This is the R-CNN paper. It is a multi-stage process to take an image as input and produces bounding boxes and classification softmax vector as output. This is called localization of object within an image. The paper is based on Pascal VOC dataset (20 classes). Most of the technical details are on the Appendix.

There are different ways of localization. We can pose this as a regression problem, or build a sliding window detector. But it is found that regression has low mAP metric and as the CNN is deep, the receptive field is large, sliding window also becomes imprecise. The approach in this paper is recognition using regions.

This paper also demonstrated transfer learning is useful. It shows a supervised pre-training on ILSVRC dataset followed by domain-specific fine-tuning on a smaller (PASCAL) dataset.

The entire system has three modules, namely

  1. Region proposals: Regions are category-independent
  2. Feature extraction: Using AlexNet to create 4096-dim feature vectors from a 227×227 RGB image. Each region is dilated and wrapped to fit the fixed size for AlexNet input.
  3. Classification: Using SVM and non-maximum suppression.

Region proposals are created using selective search’s fast mode. It generates around 2000 region proposals.

The region proposal are arbitrary rectangles but the CNN requires 227×227 pixels. To transform the proposal into input format, the tightest square with context method is to enclose the proposal into the tightest square and isotropically scale the square to input size. On the other hand, tightest square without context method just take the region rectangle and scale the largest edge to 227 pixels and centred to the input.

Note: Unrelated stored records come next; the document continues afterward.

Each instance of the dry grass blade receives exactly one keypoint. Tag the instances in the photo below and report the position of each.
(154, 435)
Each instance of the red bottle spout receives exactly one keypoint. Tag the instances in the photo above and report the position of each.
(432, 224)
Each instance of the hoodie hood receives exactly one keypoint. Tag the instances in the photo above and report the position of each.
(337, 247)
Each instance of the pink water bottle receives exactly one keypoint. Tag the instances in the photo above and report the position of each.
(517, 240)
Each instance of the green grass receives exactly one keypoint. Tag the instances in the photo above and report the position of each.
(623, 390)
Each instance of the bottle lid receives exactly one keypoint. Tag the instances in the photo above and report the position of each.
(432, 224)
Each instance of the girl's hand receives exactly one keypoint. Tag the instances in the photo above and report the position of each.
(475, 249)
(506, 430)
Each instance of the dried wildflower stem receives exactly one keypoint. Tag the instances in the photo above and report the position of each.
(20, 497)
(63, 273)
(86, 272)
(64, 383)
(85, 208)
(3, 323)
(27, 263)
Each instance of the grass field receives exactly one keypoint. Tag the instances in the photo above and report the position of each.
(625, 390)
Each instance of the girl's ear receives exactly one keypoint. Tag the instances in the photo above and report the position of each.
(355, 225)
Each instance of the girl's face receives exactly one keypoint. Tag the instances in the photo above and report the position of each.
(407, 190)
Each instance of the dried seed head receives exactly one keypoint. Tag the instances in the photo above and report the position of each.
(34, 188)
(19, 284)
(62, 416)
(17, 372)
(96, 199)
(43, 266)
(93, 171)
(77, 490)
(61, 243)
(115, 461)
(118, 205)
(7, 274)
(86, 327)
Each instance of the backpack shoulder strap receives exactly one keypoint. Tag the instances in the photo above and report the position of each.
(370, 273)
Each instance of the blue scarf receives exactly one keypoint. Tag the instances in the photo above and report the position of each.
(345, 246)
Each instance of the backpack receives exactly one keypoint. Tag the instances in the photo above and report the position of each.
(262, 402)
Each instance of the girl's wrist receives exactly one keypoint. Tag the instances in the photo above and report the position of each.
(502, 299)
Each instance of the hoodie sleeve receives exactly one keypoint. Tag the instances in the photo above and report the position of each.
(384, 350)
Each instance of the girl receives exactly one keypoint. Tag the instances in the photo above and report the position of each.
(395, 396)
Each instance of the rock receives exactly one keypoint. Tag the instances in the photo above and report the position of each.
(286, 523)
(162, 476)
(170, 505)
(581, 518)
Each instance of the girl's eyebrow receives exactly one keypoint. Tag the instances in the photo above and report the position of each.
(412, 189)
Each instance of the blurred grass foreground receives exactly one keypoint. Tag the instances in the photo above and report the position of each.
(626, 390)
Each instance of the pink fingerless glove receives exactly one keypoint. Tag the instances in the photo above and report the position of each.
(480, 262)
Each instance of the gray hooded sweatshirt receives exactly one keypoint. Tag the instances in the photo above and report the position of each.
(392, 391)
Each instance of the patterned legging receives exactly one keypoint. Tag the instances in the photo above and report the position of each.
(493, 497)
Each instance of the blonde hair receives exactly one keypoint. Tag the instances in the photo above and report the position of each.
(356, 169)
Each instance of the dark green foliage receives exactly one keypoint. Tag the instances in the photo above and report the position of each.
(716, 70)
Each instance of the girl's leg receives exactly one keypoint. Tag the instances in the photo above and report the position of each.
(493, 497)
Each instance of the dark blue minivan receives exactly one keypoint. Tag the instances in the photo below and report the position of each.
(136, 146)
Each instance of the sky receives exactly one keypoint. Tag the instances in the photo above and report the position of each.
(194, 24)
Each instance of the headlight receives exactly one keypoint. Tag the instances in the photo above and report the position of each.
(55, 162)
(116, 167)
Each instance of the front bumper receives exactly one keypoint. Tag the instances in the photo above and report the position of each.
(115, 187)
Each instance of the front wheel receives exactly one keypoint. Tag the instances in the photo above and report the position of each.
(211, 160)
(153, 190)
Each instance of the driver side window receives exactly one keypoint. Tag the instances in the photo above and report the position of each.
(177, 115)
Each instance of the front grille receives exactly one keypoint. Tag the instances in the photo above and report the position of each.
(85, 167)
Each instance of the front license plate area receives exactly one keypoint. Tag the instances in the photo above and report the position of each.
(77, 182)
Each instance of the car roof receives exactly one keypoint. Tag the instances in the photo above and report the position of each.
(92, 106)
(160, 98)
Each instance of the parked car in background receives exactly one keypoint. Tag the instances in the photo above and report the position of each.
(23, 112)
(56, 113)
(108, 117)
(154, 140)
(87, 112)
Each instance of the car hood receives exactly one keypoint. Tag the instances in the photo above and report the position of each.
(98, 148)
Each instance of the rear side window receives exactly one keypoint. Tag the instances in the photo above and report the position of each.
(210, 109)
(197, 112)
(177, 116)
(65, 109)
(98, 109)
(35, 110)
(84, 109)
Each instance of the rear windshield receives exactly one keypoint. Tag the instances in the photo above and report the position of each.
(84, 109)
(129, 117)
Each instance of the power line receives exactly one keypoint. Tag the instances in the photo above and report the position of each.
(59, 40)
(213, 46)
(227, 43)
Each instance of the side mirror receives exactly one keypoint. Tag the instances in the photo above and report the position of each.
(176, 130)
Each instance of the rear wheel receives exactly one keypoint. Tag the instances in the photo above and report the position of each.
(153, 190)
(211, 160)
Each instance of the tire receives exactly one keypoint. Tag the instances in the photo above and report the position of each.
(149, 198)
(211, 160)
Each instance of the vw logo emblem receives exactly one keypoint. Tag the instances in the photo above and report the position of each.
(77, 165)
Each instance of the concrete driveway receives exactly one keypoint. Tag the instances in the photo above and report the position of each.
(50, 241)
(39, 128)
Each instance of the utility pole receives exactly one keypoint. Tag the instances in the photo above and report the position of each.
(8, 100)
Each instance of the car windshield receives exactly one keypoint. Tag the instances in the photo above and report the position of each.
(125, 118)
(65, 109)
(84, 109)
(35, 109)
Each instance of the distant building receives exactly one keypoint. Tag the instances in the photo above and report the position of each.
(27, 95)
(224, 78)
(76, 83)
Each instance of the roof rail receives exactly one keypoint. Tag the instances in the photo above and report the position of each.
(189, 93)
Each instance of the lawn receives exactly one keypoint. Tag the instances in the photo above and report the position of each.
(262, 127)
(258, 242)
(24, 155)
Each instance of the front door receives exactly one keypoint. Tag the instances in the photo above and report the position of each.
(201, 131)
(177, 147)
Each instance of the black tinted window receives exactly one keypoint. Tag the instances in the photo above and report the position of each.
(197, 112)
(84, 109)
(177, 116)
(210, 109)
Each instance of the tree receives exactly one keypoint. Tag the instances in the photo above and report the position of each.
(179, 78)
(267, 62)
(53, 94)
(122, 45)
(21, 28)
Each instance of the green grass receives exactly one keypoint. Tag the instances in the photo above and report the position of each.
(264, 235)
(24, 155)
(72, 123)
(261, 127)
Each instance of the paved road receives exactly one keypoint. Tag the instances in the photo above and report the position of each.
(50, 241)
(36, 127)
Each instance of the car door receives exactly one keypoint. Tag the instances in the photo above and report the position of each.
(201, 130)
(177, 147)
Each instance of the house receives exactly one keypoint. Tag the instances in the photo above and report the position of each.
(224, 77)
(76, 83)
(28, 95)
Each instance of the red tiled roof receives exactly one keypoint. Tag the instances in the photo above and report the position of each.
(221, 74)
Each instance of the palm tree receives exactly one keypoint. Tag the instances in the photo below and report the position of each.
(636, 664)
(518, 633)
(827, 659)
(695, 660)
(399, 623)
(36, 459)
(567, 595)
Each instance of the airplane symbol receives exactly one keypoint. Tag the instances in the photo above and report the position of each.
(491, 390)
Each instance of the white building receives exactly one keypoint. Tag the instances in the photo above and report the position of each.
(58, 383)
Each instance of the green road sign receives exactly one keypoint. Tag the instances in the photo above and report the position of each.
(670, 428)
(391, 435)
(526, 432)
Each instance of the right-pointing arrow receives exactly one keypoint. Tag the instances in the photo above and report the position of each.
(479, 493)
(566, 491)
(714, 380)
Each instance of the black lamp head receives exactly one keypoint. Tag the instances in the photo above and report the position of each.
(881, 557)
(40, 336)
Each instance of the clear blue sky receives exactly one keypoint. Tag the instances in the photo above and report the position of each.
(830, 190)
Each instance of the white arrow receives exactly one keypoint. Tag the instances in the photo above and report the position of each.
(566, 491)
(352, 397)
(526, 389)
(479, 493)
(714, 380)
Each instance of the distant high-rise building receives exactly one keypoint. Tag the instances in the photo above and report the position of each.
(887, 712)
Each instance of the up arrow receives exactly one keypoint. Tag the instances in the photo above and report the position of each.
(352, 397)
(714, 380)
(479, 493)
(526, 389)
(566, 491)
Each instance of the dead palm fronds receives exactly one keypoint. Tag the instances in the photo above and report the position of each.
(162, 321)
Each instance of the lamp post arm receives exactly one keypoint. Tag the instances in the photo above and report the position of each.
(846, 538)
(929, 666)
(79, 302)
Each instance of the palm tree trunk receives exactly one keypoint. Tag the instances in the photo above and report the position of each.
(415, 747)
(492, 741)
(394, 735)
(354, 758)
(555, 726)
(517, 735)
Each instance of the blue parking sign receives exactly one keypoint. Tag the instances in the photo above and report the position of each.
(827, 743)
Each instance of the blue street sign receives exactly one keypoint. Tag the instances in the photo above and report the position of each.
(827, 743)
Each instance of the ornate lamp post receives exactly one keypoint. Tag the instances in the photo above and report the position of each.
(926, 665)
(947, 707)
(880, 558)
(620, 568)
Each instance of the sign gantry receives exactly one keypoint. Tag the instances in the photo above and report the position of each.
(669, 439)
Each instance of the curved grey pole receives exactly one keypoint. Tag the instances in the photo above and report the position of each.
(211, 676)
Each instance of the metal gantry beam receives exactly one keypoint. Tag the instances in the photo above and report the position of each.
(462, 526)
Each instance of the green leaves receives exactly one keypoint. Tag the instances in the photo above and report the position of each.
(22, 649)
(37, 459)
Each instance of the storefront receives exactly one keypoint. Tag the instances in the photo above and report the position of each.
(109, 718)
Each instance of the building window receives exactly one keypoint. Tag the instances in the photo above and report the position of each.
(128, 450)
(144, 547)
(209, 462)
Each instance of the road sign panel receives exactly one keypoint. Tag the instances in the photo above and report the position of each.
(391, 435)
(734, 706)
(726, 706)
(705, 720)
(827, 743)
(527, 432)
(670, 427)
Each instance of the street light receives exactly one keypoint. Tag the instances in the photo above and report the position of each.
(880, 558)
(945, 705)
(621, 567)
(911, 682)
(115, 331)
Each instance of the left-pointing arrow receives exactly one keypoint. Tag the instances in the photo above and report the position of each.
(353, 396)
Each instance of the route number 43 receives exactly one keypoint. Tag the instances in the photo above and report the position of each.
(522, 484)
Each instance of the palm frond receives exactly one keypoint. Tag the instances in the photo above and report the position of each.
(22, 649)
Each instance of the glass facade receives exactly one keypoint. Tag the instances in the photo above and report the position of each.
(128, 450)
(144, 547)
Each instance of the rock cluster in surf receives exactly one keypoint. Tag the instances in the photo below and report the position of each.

In both method, grey background (image pixel mean) is filled in the input as placeholder if appropriate. Another method is wrap, which anisotropically scale the rectangle to square input size. Optionally the original region rectangle may inflate for p=16 pixels to include additional context for the CNN input. Additional context is found to increase the mAP by 3 to 5 percentage points.

The system is built as follows: The CNN is first pretrained using ImageNet-2012 dataset for classification. No bounding box is used. The paper used Caffe library and achieved same error rate as Krizhevsky et al (2012). Then the ImageNet’s 1000-class classification layer is replaced to a randomly-initialized (N+1)-way classification layer (for N object classes and 1 background). For Pascal VOC, N=20 or for ILSVRC-2013, N=200. Background class are those with IoU overlap with the ground-truth below 0.5. The training is using SGD with learning rate of 0.001, and each iteration step has a batch size of 128, with 32 positive windows (among all classes) and 96 background windows. The positive windows are rare compared to the background, hence this composition is biased towards positive windows. Besides AlexNet, the paper also evaluated on VGG-16.

The classification label of a region to a category is based on IoU. Given a ground-truth bounding box, a region is positive if its overlap IoU is above a threshold (0.5) and has the maximum overlap to that ground-truth among all proposals. A region is negative (background) if the IoU is below another threshold (0.3). The classification is using linear SVM, one SVM per class. The SVM is trained using standard hard negative mining method. SVM is used rather than using the CNN as classifier is found to improve the mAP (from 50.9% to 54.2%). But the paper also conjecture that some additional tweaks can eliminate the SVM classifier.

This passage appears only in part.